When in 1870 Joseph Coveney, a respected citizen of the town, planned to erect a memorial monument, the Common Council of Buchanan granted him the best space in the cemetery. Rumors had it that the stone was going to cost three thousand dollars and would be one of the most beautiful monuments in southwestern Michigan, a source of considerable civic pride. Imagine, then, the general outrage and consternation when in 1874 the monument was unveiled to reveal graven on its surface what a local newspaper called “slanderous inscriptions… against Christianity.”
People were particularly baffled because the author of the violent atheistic sentiments on the stone had a great reputation for generosity and love of his fellow man. This sort of dichotomy is perhaps less puzzling today, but to the Christian citizenry of Buchanan in the 70’s it was completely inscrutable.
But Joseph Coveney had early in his life witnessed some of the grimmer effects of Christianity. He was born in County Cork in 1805, to a Catholic family that was forced by England to contribute one tenth of its total income to the Protestant Church.
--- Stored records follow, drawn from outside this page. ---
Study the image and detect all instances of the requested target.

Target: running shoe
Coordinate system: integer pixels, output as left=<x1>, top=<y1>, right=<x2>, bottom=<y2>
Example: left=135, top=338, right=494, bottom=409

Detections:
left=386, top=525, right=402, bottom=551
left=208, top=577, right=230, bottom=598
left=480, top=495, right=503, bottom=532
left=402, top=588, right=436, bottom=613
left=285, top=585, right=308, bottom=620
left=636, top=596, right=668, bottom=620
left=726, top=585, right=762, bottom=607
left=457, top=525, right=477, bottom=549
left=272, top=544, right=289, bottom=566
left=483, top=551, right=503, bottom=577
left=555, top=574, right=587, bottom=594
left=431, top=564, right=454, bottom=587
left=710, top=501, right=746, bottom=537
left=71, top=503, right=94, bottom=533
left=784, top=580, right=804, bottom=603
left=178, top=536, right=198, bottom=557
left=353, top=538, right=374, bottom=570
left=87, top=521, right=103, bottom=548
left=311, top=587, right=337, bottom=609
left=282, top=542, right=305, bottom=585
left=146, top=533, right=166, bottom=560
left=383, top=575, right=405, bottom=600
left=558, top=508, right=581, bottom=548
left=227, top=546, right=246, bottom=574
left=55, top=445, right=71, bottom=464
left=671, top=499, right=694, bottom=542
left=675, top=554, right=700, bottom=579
By the late 1820’s Coveney apparently had had a bellyful of Christians of both sects, and he set out for the United States. By the time he reached Michigan in 1833, he was a skilled carpenter, and he prospered. Whatever his religious feelings, he was able to reconcile himself to marrying a minister’s daughter, and the couple purchased property near Buchanan, where they spent the rest of their lives.
Coveney was a rich man and was paying half the expenses of the local school when his controversial monument appeared. On its east face was inscribed
Thirty-two thousand virgins given by command of the Bible God to an army of twelve thousand to debauch Numbers 31. A poor consolation to Mothers.
The offending monument was quickly defaced by indignant towns-people, who scribbled on it with red chalk, broke off small ornamental decorations, and spewed tobacco juice over the inscriptions. Bridling in particular at damage caused by a minister’s son, Coveney proclaimed: “I was raised in a Catholic country, but it remained for a Protestant Christian to try to refuse me the right to maintain this monument in a public cemetery.”
The town council attempted to smooth things over by denouncing the vandalism and calling attention to Coveney’s many good works, but the ripples spread as far as Chicago, where the influential Daily Times deplored the inscriptions and their author.
But in time the furor died away; and when in 1897 Coveney went to rest beneath his curious tombstone, the local obituary was calm enough, mentioning the stone and adding that Coveney ”… was a follower of Paine. Mr. Coveney left one of the largest estates in Berrien County.”
A group of freethinkers made a yearly pilgrimage from Chicago to view the stone up until the igSo’s, but they are gone now, and Coveney’s radical sentiments have been largely obliterated by time and the elements.